Using Pivot for Aggregations

Suppose you had a requirement in which you needed to return one row which had two columns. The two columns would contain the number of employees in the two different departments. This sounds like a trivial problem to solve but isn't as easy when you get to coding it.

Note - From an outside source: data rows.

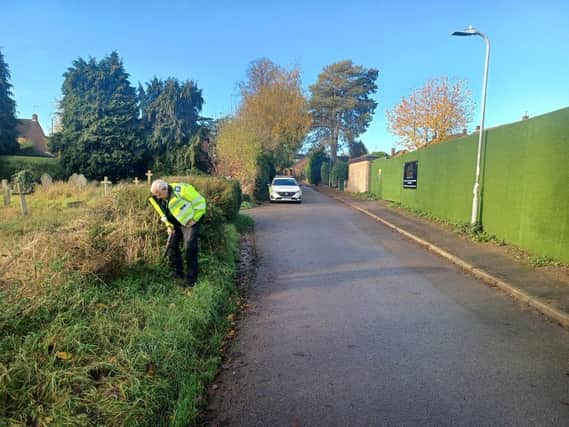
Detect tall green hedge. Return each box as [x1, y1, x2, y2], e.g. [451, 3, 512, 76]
[371, 108, 569, 262]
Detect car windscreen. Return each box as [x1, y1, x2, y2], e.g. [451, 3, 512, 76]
[273, 179, 297, 185]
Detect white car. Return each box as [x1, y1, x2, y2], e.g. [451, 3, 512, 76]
[269, 176, 302, 203]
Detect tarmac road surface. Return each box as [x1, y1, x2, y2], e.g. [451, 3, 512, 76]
[207, 188, 569, 426]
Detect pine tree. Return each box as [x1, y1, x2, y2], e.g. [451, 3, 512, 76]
[51, 52, 144, 180]
[310, 60, 378, 162]
[0, 51, 19, 154]
[138, 77, 207, 174]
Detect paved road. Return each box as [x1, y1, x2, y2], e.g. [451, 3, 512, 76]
[210, 189, 569, 426]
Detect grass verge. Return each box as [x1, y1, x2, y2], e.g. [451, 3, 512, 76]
[0, 185, 250, 426]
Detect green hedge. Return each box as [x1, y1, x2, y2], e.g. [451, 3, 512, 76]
[371, 108, 569, 263]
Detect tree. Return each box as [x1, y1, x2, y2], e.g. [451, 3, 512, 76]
[50, 52, 144, 180]
[138, 77, 207, 174]
[349, 141, 368, 159]
[387, 77, 474, 150]
[216, 59, 311, 197]
[309, 60, 378, 161]
[239, 60, 312, 170]
[0, 50, 19, 154]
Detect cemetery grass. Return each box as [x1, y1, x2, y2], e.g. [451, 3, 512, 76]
[0, 182, 244, 426]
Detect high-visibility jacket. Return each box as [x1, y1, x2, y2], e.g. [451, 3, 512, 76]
[149, 183, 206, 231]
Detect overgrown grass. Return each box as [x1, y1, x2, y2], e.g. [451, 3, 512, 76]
[0, 182, 250, 426]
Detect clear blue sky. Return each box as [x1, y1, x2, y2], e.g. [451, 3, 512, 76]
[0, 0, 569, 151]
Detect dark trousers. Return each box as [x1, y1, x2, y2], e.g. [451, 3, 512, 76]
[168, 222, 200, 286]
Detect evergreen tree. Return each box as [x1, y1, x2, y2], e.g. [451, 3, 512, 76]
[50, 52, 144, 180]
[138, 78, 208, 174]
[310, 61, 378, 162]
[0, 51, 19, 154]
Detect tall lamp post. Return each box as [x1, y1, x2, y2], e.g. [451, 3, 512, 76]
[452, 25, 490, 225]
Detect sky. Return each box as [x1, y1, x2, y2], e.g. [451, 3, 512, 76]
[0, 0, 569, 151]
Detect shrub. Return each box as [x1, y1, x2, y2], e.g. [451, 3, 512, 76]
[320, 162, 330, 185]
[0, 156, 64, 182]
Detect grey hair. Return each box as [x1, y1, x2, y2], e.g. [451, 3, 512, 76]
[150, 179, 168, 193]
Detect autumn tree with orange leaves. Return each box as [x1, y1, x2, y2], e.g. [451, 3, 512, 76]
[216, 58, 312, 194]
[387, 77, 474, 150]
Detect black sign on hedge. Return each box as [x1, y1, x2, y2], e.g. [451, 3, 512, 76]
[403, 160, 419, 188]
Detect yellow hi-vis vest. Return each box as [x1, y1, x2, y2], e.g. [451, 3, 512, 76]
[148, 183, 206, 227]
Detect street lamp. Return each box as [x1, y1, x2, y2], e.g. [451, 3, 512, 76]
[452, 25, 490, 225]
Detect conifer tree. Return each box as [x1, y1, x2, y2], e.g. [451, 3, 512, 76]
[50, 52, 144, 180]
[0, 50, 19, 154]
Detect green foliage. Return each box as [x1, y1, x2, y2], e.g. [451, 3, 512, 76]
[0, 156, 64, 181]
[49, 52, 144, 181]
[306, 147, 328, 185]
[12, 169, 34, 193]
[370, 151, 389, 159]
[309, 60, 378, 161]
[138, 77, 209, 175]
[348, 140, 368, 159]
[320, 162, 330, 185]
[0, 179, 247, 426]
[0, 50, 19, 154]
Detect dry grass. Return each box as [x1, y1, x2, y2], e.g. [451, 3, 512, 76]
[0, 180, 243, 426]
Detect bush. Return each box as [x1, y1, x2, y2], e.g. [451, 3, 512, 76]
[0, 156, 64, 182]
[320, 162, 330, 185]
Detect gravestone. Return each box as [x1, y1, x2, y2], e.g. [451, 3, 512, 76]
[40, 173, 53, 188]
[69, 173, 87, 190]
[2, 179, 10, 206]
[101, 177, 113, 196]
[67, 173, 79, 185]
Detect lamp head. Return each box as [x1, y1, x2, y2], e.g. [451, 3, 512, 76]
[452, 25, 480, 36]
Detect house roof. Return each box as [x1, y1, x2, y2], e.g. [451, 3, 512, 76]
[16, 114, 47, 153]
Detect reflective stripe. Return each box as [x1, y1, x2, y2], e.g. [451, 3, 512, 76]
[148, 197, 174, 228]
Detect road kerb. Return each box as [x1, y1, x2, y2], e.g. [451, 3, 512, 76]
[324, 193, 569, 329]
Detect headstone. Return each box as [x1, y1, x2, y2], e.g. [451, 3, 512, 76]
[16, 183, 28, 216]
[2, 179, 10, 206]
[40, 173, 53, 188]
[67, 173, 79, 185]
[101, 177, 113, 196]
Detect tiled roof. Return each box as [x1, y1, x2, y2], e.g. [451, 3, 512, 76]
[16, 114, 47, 153]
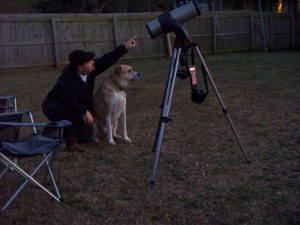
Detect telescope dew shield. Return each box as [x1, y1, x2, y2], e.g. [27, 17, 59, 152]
[146, 0, 201, 39]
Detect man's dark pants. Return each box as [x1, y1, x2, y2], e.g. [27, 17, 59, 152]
[42, 100, 91, 144]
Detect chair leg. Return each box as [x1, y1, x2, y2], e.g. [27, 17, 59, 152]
[44, 152, 62, 200]
[0, 153, 61, 212]
[0, 158, 17, 179]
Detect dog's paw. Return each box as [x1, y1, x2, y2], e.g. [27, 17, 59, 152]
[92, 137, 99, 143]
[114, 134, 123, 139]
[124, 137, 131, 143]
[108, 140, 116, 145]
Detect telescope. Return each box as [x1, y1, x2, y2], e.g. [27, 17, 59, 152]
[146, 0, 201, 39]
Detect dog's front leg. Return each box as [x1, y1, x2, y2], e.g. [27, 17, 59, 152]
[105, 114, 116, 145]
[92, 122, 99, 142]
[120, 109, 131, 143]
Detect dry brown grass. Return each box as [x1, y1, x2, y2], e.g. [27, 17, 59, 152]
[0, 52, 300, 225]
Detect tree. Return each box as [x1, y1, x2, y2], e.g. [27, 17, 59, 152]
[32, 0, 173, 13]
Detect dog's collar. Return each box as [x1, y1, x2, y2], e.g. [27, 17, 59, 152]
[114, 80, 127, 91]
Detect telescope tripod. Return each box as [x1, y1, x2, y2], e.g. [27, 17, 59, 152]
[150, 41, 250, 185]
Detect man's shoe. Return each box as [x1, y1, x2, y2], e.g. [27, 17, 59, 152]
[67, 141, 84, 152]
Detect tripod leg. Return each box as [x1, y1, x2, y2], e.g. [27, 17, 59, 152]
[150, 48, 181, 185]
[195, 46, 250, 163]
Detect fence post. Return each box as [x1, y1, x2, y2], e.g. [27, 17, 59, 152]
[291, 12, 296, 50]
[51, 16, 59, 67]
[113, 15, 118, 47]
[270, 13, 274, 50]
[250, 11, 255, 51]
[212, 14, 217, 54]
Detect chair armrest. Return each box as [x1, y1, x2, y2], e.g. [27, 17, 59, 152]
[0, 110, 31, 116]
[0, 120, 72, 128]
[0, 95, 17, 100]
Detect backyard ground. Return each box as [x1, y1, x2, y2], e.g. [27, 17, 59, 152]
[0, 52, 300, 225]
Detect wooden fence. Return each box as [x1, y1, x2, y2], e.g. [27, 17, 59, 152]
[0, 11, 300, 69]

One way to do this is to use case statements in the aggregation function such as :

select
  count(case when d.dname = 'ACCOUNTING' then 1 else null end) acct_dept_cnt,
  count(case when d.dname = 'RESEARCH' then 1 else null end) rsch_dept_cnt
from emp e, dept d
where 1=1
  and e.deptno = d.deptno
;

ACCT_DEPT_CNT  RSCH_DEPT_CNT
3              5

Another neat way to do this is to use the pivot function:

select
  acct_dept_cnt,
  rsch_dept_cnt
from (
  select e.deptno, d.dname
  from emp e, dept d
  where 1=1
    and e.deptno = d.deptno)
pivot (count(deptno) as dept_cnt for (dname) in ('ACCOUNTING' as  acct, 'RESEARCH' as rsch))
;

In this example they both have the same explain plan as shown below. If using on larger / more complex data sets it would be a good idea to compare the explain plans for both queries to see if there's performance gain between the two.